You would want a 24-month MLO, with a six month extension option. This way you’ve got time to reposition/stabilize the units, and then more time to demonstrate a solid performance history to qualify for the better financing rates and terms.
Nonetheless, the last 90-days of occupancy are critical to verify in order to qualify for the best financing terms. You want to show at least a 90% occupancy for the last 3 months, and preferably a higher occupancy rate to really settle the issue.
You could take title to the property “as-is” with the promise of refinancing the property as soon as the management is straightened out. If you can increase the value of the project enough with better numbers, you might be able to refinance the entire balance owed to the seller (or sell the project as you mentioned) in a couple of years.
Most of the time, sellers will participate in the financing (to get their price) by holding a 10-30% second. I think you should build seller financing into the “final” financing, just in case you can’t refinance the whole balance. or sell it for the price you think you can get.
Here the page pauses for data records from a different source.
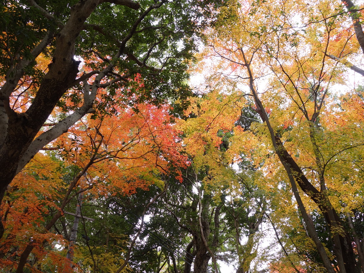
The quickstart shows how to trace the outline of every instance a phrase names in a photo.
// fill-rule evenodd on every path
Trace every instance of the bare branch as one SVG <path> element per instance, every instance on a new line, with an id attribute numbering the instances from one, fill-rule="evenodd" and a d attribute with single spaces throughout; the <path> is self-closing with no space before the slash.
<path id="1" fill-rule="evenodd" d="M 345 60 L 342 58 L 338 58 L 336 56 L 334 56 L 332 54 L 331 54 L 329 53 L 326 53 L 326 56 L 329 57 L 333 60 L 338 62 L 340 63 L 343 64 L 345 66 L 347 67 L 348 68 L 352 70 L 357 73 L 359 73 L 361 76 L 364 76 L 364 70 L 361 68 L 359 68 L 358 67 L 356 66 L 355 66 L 350 62 L 348 61 L 347 60 Z"/>
<path id="2" fill-rule="evenodd" d="M 40 12 L 40 13 L 41 13 L 42 15 L 46 17 L 46 18 L 55 22 L 57 24 L 57 25 L 60 28 L 63 28 L 64 26 L 64 24 L 63 23 L 59 20 L 57 20 L 53 15 L 37 4 L 34 0 L 28 0 L 28 1 L 31 5 L 35 8 L 36 8 L 38 9 L 39 11 Z"/>
<path id="3" fill-rule="evenodd" d="M 102 0 L 100 1 L 100 3 L 105 2 L 111 3 L 115 5 L 121 5 L 135 10 L 139 9 L 140 8 L 140 4 L 136 3 L 131 0 Z"/>

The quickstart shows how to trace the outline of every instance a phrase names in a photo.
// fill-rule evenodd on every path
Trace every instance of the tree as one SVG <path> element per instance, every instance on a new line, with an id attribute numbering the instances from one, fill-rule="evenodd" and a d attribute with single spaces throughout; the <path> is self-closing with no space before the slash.
<path id="1" fill-rule="evenodd" d="M 206 23 L 198 19 L 209 18 L 211 9 L 198 4 L 214 5 L 167 0 L 2 4 L 0 199 L 40 150 L 88 113 L 112 104 L 116 88 L 123 91 L 119 99 L 131 106 L 185 96 L 183 71 L 195 33 Z M 128 88 L 137 73 L 145 80 L 139 94 Z M 73 105 L 65 107 L 66 98 Z M 55 123 L 42 129 L 52 111 Z"/>
<path id="2" fill-rule="evenodd" d="M 251 109 L 266 126 L 256 133 L 268 138 L 273 145 L 326 270 L 334 272 L 334 264 L 340 272 L 359 272 L 362 259 L 355 254 L 346 217 L 343 216 L 344 207 L 351 201 L 334 197 L 332 193 L 337 187 L 342 193 L 352 189 L 333 169 L 338 167 L 335 163 L 345 162 L 347 153 L 355 162 L 360 156 L 357 149 L 363 145 L 362 134 L 354 128 L 361 124 L 347 119 L 344 128 L 336 122 L 334 117 L 342 113 L 330 107 L 335 100 L 330 92 L 334 83 L 341 82 L 345 68 L 340 60 L 327 56 L 349 58 L 356 54 L 358 45 L 354 35 L 357 35 L 355 24 L 360 15 L 343 9 L 340 3 L 282 1 L 279 13 L 276 4 L 232 1 L 211 32 L 207 54 L 220 58 L 218 64 L 214 63 L 220 70 L 214 75 L 222 76 L 218 84 L 223 81 L 236 89 L 243 89 L 244 84 L 248 87 L 243 94 L 253 99 Z M 344 15 L 348 13 L 354 29 L 348 27 Z M 264 78 L 266 82 L 262 82 Z M 303 193 L 325 219 L 328 237 L 333 238 L 333 261 L 310 215 L 308 204 L 313 205 L 306 203 Z"/>

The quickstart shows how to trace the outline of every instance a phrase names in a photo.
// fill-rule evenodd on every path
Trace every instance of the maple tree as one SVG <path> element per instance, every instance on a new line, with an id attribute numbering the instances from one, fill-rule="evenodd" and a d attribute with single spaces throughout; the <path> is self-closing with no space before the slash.
<path id="1" fill-rule="evenodd" d="M 332 56 L 350 58 L 357 51 L 354 30 L 357 35 L 358 27 L 355 25 L 360 20 L 359 10 L 353 11 L 352 6 L 345 10 L 340 3 L 282 1 L 282 11 L 277 13 L 269 1 L 231 3 L 210 36 L 206 54 L 220 58 L 214 67 L 220 70 L 218 80 L 236 90 L 247 86 L 242 95 L 252 98 L 251 108 L 265 124 L 256 133 L 270 140 L 326 270 L 334 272 L 335 264 L 340 272 L 362 270 L 361 253 L 355 254 L 361 250 L 354 250 L 346 217 L 342 216 L 344 208 L 353 200 L 344 201 L 333 193 L 355 192 L 334 170 L 339 164 L 346 167 L 343 162 L 347 162 L 347 153 L 349 161 L 357 162 L 354 159 L 363 144 L 361 125 L 347 119 L 345 127 L 338 125 L 335 120 L 343 112 L 331 107 L 330 95 L 333 84 L 342 83 L 345 70 L 340 60 Z M 346 14 L 353 18 L 354 29 L 348 26 Z M 314 206 L 302 192 L 328 225 L 335 261 L 310 215 Z"/>
<path id="2" fill-rule="evenodd" d="M 37 153 L 87 114 L 112 104 L 116 89 L 124 90 L 124 101 L 131 106 L 185 97 L 184 71 L 199 29 L 211 22 L 209 14 L 217 5 L 166 0 L 2 3 L 0 199 Z M 136 90 L 127 87 L 137 73 L 145 88 L 132 98 Z M 42 130 L 66 97 L 72 107 L 63 107 L 53 126 Z"/>
<path id="3" fill-rule="evenodd" d="M 4 205 L 6 238 L 1 249 L 4 267 L 17 265 L 17 272 L 22 272 L 24 266 L 44 270 L 48 261 L 41 255 L 54 253 L 58 258 L 51 259 L 60 261 L 54 266 L 69 269 L 70 263 L 65 261 L 59 250 L 48 246 L 52 244 L 54 248 L 55 244 L 65 244 L 62 236 L 70 240 L 72 235 L 65 228 L 63 214 L 65 211 L 72 211 L 75 205 L 71 201 L 80 193 L 87 204 L 94 198 L 103 200 L 117 194 L 132 194 L 137 188 L 147 189 L 153 184 L 163 188 L 161 175 L 174 174 L 176 179 L 181 179 L 178 168 L 185 167 L 186 160 L 179 151 L 180 132 L 170 123 L 169 107 L 145 104 L 134 106 L 137 111 L 130 108 L 121 111 L 120 106 L 115 106 L 115 110 L 120 111 L 118 115 L 103 115 L 87 122 L 85 120 L 79 122 L 53 143 L 59 151 L 50 148 L 51 154 L 42 155 L 41 161 L 38 157 L 35 158 L 21 175 L 16 177 Z M 51 155 L 52 159 L 49 158 Z M 65 170 L 61 170 L 63 168 Z M 80 178 L 86 172 L 87 181 L 83 185 L 85 182 Z M 24 176 L 31 179 L 27 181 Z M 60 179 L 62 177 L 64 178 Z M 43 185 L 37 189 L 35 186 L 40 183 Z M 35 187 L 29 187 L 33 183 Z M 24 191 L 24 189 L 28 189 Z M 25 200 L 28 205 L 24 210 L 22 200 Z M 16 238 L 21 238 L 21 244 Z M 53 242 L 46 244 L 42 239 L 44 238 L 47 242 Z M 105 259 L 111 255 L 101 255 L 100 252 L 107 249 L 95 247 L 91 257 L 94 254 L 98 255 L 98 258 Z M 14 248 L 16 250 L 11 250 Z M 85 266 L 94 260 L 93 270 L 102 267 L 96 265 L 95 258 L 88 258 L 83 264 Z M 123 263 L 126 265 L 128 261 L 116 261 L 114 267 L 117 268 Z"/>

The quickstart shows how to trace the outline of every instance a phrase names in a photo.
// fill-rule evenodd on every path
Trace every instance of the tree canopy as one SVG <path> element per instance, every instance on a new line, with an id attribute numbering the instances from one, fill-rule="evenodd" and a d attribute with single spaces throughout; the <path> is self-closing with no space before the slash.
<path id="1" fill-rule="evenodd" d="M 0 272 L 364 273 L 361 6 L 1 5 Z"/>

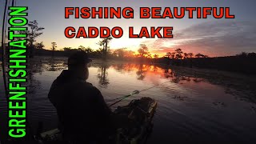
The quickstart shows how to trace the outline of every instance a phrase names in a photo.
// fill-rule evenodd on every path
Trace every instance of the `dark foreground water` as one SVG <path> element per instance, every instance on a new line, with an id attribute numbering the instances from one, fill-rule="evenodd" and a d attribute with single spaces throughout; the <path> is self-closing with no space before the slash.
<path id="1" fill-rule="evenodd" d="M 57 114 L 47 99 L 52 82 L 66 69 L 65 58 L 37 58 L 30 62 L 28 118 L 33 129 L 57 126 Z M 238 68 L 239 68 L 238 66 Z M 2 71 L 0 72 L 1 76 Z M 141 97 L 158 106 L 147 143 L 256 143 L 256 78 L 216 70 L 94 61 L 88 82 L 106 101 L 142 90 L 120 102 Z M 1 137 L 6 133 L 6 102 L 0 81 Z M 86 113 L 86 112 L 85 112 Z"/>

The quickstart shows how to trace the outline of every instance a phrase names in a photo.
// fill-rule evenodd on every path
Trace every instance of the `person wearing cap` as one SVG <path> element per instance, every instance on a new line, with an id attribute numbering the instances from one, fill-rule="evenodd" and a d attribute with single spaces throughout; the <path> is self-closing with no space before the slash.
<path id="1" fill-rule="evenodd" d="M 54 81 L 48 94 L 57 110 L 58 129 L 63 137 L 86 143 L 106 138 L 112 114 L 101 92 L 86 82 L 90 62 L 85 52 L 72 54 L 68 58 L 68 70 Z"/>

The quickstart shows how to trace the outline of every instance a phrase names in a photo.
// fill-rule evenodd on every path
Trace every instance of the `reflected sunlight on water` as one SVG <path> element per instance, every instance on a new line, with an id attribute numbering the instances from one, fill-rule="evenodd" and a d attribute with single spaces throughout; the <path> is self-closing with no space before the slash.
<path id="1" fill-rule="evenodd" d="M 57 126 L 57 114 L 47 94 L 52 82 L 66 65 L 62 58 L 57 58 L 35 61 L 29 69 L 28 118 L 32 127 L 43 122 L 45 130 L 48 130 Z M 255 81 L 247 82 L 246 78 L 194 69 L 97 60 L 89 70 L 87 81 L 101 90 L 106 101 L 155 86 L 119 103 L 125 105 L 142 97 L 158 101 L 148 143 L 213 140 L 256 142 Z M 1 90 L 2 85 L 1 80 Z M 245 88 L 245 85 L 249 86 Z M 1 118 L 6 117 L 6 107 L 5 98 L 1 97 Z"/>

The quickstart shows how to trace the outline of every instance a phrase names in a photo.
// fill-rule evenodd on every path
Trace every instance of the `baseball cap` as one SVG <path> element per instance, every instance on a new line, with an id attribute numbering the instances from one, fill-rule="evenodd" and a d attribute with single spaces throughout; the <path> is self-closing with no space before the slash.
<path id="1" fill-rule="evenodd" d="M 68 65 L 84 65 L 92 62 L 91 59 L 88 58 L 87 53 L 84 51 L 77 51 L 72 54 L 68 58 Z"/>

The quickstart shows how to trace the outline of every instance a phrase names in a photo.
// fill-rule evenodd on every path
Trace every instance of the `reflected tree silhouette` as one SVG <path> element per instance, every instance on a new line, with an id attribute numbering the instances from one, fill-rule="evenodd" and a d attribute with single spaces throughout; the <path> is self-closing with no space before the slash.
<path id="1" fill-rule="evenodd" d="M 110 84 L 109 78 L 107 78 L 108 73 L 107 69 L 109 67 L 106 63 L 102 63 L 98 69 L 99 74 L 98 74 L 98 78 L 99 79 L 98 84 L 100 87 L 106 88 Z"/>
<path id="2" fill-rule="evenodd" d="M 143 80 L 146 77 L 146 70 L 143 70 L 143 64 L 140 64 L 138 71 L 136 72 L 136 74 L 138 75 L 137 79 Z"/>

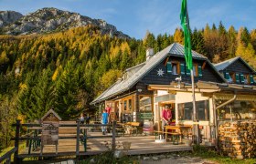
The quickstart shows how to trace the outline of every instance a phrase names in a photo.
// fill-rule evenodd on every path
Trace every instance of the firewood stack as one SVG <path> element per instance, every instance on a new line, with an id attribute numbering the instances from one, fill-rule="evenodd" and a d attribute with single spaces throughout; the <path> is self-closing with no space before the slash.
<path id="1" fill-rule="evenodd" d="M 256 157 L 256 121 L 225 122 L 219 127 L 219 146 L 224 155 L 245 159 Z"/>

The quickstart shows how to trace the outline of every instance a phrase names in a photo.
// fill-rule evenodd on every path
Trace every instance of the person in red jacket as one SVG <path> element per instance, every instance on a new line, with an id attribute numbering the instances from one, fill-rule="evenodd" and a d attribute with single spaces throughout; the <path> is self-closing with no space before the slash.
<path id="1" fill-rule="evenodd" d="M 106 110 L 107 110 L 107 113 L 110 115 L 111 111 L 112 111 L 112 108 L 110 107 L 110 105 L 107 105 Z"/>
<path id="2" fill-rule="evenodd" d="M 169 125 L 172 119 L 172 111 L 169 106 L 165 106 L 165 108 L 162 111 L 162 129 L 165 130 L 165 126 Z"/>

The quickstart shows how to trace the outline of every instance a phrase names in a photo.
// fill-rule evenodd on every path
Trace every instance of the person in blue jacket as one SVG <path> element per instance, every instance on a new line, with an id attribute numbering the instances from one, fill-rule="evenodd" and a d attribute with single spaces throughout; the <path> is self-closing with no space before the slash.
<path id="1" fill-rule="evenodd" d="M 102 125 L 108 124 L 108 119 L 109 119 L 109 114 L 107 113 L 107 110 L 104 109 L 104 110 L 103 110 L 103 113 L 102 113 L 102 116 L 101 116 L 101 124 L 102 124 Z M 107 127 L 106 127 L 106 126 L 101 127 L 101 129 L 102 129 L 102 135 L 106 135 Z"/>

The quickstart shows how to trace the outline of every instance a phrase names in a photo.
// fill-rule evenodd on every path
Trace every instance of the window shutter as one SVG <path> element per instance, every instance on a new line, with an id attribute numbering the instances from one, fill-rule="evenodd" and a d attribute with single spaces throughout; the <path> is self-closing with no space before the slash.
<path id="1" fill-rule="evenodd" d="M 167 62 L 167 74 L 171 74 L 172 69 L 172 62 Z"/>
<path id="2" fill-rule="evenodd" d="M 236 83 L 240 83 L 240 75 L 236 74 Z"/>
<path id="3" fill-rule="evenodd" d="M 185 65 L 183 63 L 180 64 L 180 74 L 185 75 Z"/>
<path id="4" fill-rule="evenodd" d="M 203 77 L 202 67 L 198 66 L 198 77 Z"/>
<path id="5" fill-rule="evenodd" d="M 224 72 L 223 75 L 224 75 L 224 78 L 225 78 L 225 79 L 229 79 L 229 78 L 228 78 L 228 72 Z"/>
<path id="6" fill-rule="evenodd" d="M 250 84 L 254 84 L 253 76 L 250 76 Z"/>
<path id="7" fill-rule="evenodd" d="M 242 74 L 240 74 L 240 82 L 244 83 L 244 76 Z"/>
<path id="8" fill-rule="evenodd" d="M 228 80 L 229 83 L 232 82 L 231 77 L 229 72 L 224 73 L 224 77 Z"/>
<path id="9" fill-rule="evenodd" d="M 187 69 L 187 67 L 186 66 L 186 75 L 190 76 L 190 70 Z"/>

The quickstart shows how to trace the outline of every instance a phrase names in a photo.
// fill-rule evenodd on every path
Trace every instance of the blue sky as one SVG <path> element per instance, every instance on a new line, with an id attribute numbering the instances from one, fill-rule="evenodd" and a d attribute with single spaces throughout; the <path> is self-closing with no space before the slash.
<path id="1" fill-rule="evenodd" d="M 0 0 L 0 10 L 27 15 L 43 7 L 80 13 L 103 19 L 132 37 L 143 38 L 149 30 L 155 36 L 174 34 L 180 27 L 182 0 Z M 219 21 L 228 29 L 256 27 L 256 0 L 187 0 L 190 27 L 200 29 Z"/>

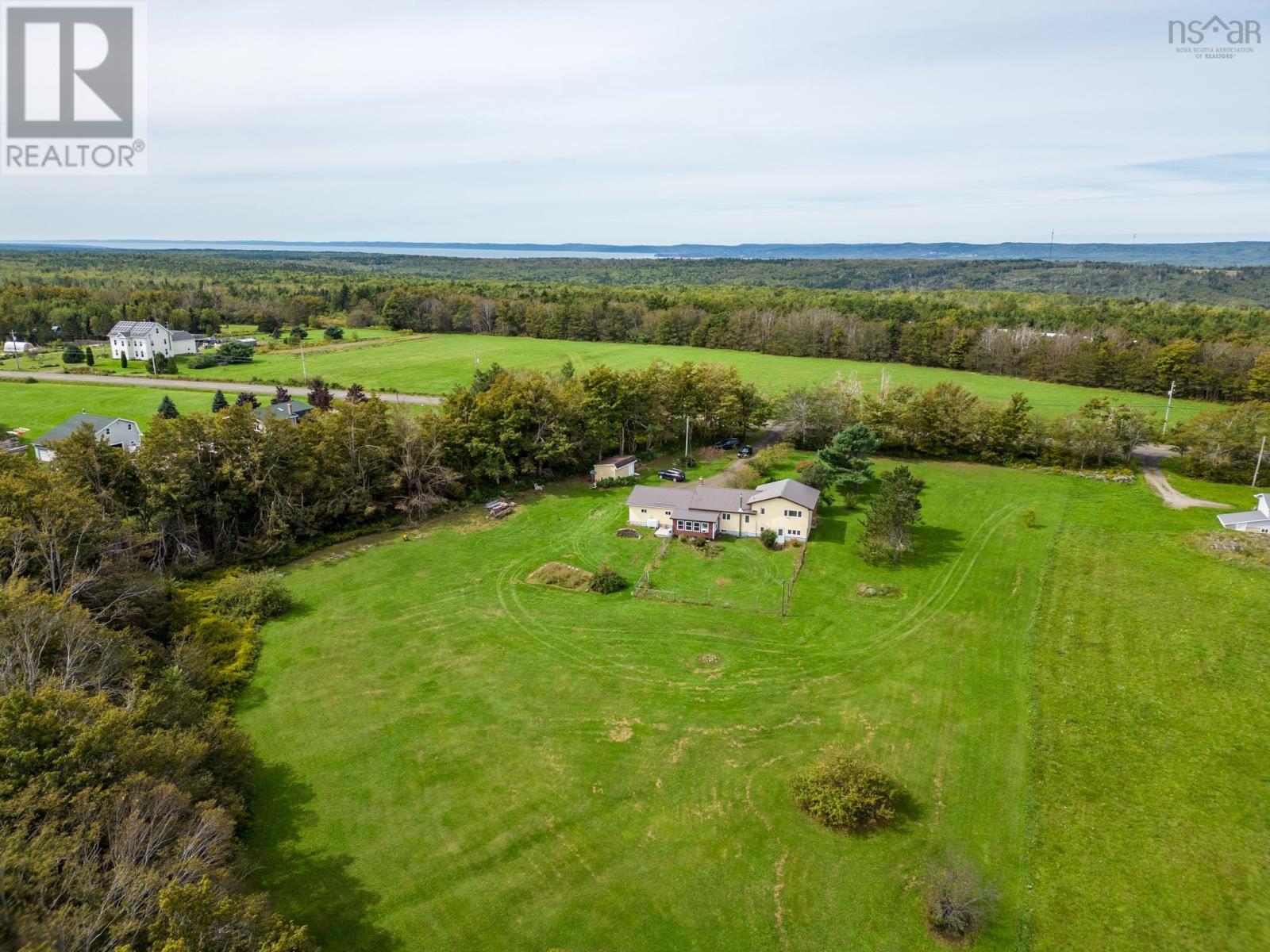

The better terms you can offer, the better price you should be able to get.
You could even give the seller the down payment you have now, or put that money into an escrow account to be tapped as agreed to make repairs, upgrades, or whatever, as the building is improved/stabilized, etc. This way, you’re not putting up two down payments; one to buy the building and another to fix it. Just some thoughts.
This does mean that you’re likely going to be burying money (of your own) in this property for a while, since, again, seller financing is common and many times necessary in order to entice a buyer to pay your price… Just saying.